Tuesday 1 December 2009

2nd Grade Math.







Find your nearest 2nd grader and show them this. Maybe they can tell Fox News what they did wrong when making a piechart. :p

Priming the Pump


You've probably seen it a million times in the newspapers. "Alcohol was not a factor." It seems innocuous enough, but it's actually journalistically unethical. The biggest objection to the phrase comes when you apply it to something else, such as `Teenaged Drivers were not a factor in the accident.` There might be good reason to suspect Teen drivers were involved in an accident, since they're more prone to crashing their truck. However, because they're not relevant, it's not mentioned. In fact, there's a great deal of non-relevant things that are not mentioned.

But far from wasting page space, these kinds of phrases when given by authority figures (such as a newspaper, or a police agency) actually have the opposite effect.

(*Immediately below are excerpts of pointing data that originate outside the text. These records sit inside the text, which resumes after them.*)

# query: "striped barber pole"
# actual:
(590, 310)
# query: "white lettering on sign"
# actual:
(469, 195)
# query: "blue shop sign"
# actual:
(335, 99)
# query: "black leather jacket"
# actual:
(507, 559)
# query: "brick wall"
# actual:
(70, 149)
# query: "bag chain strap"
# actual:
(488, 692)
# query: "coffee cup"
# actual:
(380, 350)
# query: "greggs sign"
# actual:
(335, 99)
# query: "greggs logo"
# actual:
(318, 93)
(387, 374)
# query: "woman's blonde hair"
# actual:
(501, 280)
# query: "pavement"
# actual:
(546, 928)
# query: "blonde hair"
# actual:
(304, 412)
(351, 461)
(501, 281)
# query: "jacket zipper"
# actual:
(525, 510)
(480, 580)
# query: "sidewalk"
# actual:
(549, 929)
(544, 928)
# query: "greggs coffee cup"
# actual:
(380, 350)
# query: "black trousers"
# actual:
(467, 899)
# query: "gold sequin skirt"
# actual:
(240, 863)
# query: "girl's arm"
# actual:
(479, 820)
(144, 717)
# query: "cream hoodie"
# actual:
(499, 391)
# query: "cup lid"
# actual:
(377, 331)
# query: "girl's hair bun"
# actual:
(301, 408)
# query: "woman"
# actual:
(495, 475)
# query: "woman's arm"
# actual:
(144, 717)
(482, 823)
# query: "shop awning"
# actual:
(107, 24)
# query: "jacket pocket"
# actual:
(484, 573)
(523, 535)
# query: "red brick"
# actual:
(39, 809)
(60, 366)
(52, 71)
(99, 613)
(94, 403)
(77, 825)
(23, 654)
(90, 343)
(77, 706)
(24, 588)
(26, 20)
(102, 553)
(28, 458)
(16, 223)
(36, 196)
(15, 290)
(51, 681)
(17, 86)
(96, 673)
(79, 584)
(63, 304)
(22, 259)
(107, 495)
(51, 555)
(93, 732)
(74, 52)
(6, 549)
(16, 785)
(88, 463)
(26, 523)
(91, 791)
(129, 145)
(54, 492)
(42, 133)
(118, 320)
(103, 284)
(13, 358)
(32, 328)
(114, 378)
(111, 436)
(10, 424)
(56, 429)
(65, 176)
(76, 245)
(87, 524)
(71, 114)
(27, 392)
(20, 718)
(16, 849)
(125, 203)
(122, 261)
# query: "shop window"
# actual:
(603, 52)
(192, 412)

It's called `priming,` and Obama has a lot of problems with it. The meat of the issue is when an authority figure discusses something, even to say it's not associated, it almost instantly becomes associated. Because of how the Human Brain works, when you hear Obama say "There are no death Panels," people are more likely to think Death Panels exist. The more time an authority figure spends dispelling a rumour, the more authority that rumour takes. It seems backwards, but the human brain often is.

So, when people talk about accidents and say `Alcohol was not involved,` readers are more likely to take away the message that alcohol was involved. Or, at least, they're primed to consider that as a possibility, if they weren't before.  The News Miner is terrible about this, when they say that drugs were found at the scene of some crime, but drugs were not a factor in the crime. Instantly, people begin to assume it is a drug related crime, when in reality it's a totally false association. My favourite example of this is  when someone pointed  out that both Hitler and Stalin had moustaches, so history books should mention that mass-murder is not moustache related.

And the worst bit is, Journalists aren't ignorant of this. If the journalist went to that fancy pants college place, they almost invariably have learnt that a) this stuff happens and b) doing this is unethical. Sadly, many reporters and editors don't seem to be able to remember their actual training. Now, I'm probably never going to the battle on accident reports, when when people detail crime victims, and say they were in possession of, say, an once of marijuana in a totally drug-unrelated crime, that really cheeses me off.

Alcohol was not a factor in this post.